What Is ASCII? Character Encoding Explained

ASCII (American Standard Code for Information Interchange) is a character encoding standard published in 1963 that maps 128 characters — including uppercase and lowercase letters, digits 0–9, punctuation marks, and control characters — to integers 0–127. It became the foundation for all modern character encoding systems.

The ASCII Table

ASCII uses 7 bits, providing 128 code points. Characters 0–31 are control characters (newline, tab, etc.). Character 32 is space. Characters 48–57 are '0'–'9'. Characters 65–90 are 'A'–'Z'. Characters 97–122 are 'a'–'z'. Character 127 is DEL. The difference between uppercase and lowercase is always 32 (bit 5).

ASCII vs Unicode vs UTF-8

ASCII handles only 128 characters — no accented letters, no CJK characters, no emoji. Unicode defines over 1.1 million code points covering all human writing systems. UTF-8 is the most common Unicode encoding: it uses 1 byte for ASCII characters (retaining full compatibility) and 2–4 bytes for other characters.
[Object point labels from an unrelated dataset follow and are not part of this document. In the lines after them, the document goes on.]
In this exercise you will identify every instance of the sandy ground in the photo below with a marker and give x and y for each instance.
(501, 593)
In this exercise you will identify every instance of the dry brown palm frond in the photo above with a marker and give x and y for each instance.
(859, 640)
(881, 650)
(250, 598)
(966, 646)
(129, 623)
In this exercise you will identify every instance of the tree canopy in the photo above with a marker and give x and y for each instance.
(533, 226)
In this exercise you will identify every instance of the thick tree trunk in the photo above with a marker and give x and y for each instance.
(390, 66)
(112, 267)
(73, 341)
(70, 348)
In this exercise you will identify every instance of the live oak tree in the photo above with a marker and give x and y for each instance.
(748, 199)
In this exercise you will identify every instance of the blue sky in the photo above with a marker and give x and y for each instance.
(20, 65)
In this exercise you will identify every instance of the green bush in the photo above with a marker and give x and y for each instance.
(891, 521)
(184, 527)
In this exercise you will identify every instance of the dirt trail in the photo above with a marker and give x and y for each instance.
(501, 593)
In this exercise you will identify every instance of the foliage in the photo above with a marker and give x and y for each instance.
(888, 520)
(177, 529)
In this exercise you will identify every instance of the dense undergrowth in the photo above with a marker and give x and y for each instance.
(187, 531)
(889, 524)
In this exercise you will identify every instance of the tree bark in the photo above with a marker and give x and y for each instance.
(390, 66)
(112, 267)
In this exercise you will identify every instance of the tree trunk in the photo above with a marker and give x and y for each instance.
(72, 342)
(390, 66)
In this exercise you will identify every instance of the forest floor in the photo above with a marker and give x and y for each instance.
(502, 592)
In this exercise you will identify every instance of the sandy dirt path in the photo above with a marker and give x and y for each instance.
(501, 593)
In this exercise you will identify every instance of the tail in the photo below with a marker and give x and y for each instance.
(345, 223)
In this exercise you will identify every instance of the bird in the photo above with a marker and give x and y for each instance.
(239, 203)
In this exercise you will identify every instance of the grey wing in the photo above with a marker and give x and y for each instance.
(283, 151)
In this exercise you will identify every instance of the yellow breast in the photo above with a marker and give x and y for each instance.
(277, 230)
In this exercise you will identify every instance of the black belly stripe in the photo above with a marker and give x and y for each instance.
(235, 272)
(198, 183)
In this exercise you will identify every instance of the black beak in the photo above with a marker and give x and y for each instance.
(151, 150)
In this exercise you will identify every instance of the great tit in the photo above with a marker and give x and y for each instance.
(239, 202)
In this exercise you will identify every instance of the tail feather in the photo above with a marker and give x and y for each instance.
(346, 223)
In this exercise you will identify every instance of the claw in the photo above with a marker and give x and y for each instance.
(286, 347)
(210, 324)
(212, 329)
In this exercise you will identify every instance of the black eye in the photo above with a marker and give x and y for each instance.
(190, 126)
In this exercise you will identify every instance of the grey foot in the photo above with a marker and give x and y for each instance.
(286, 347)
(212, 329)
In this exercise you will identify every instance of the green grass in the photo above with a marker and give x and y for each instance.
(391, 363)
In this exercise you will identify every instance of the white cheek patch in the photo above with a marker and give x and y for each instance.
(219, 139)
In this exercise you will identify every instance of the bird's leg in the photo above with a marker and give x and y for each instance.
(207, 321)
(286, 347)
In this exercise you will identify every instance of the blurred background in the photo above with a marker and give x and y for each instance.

ASCII is a strict subset of UTF-8.

Why ASCII Still Matters

Most internet protocols (HTTP headers, email headers, JSON keys, XML tags) require ASCII-safe content. Programming identifiers in most languages must be ASCII. File format magic bytes are ASCII. DNS labels are ASCII (with Punycode for internationalized domains). Understanding ASCII is fundamental to working with binary data, network protocols, and text encoding.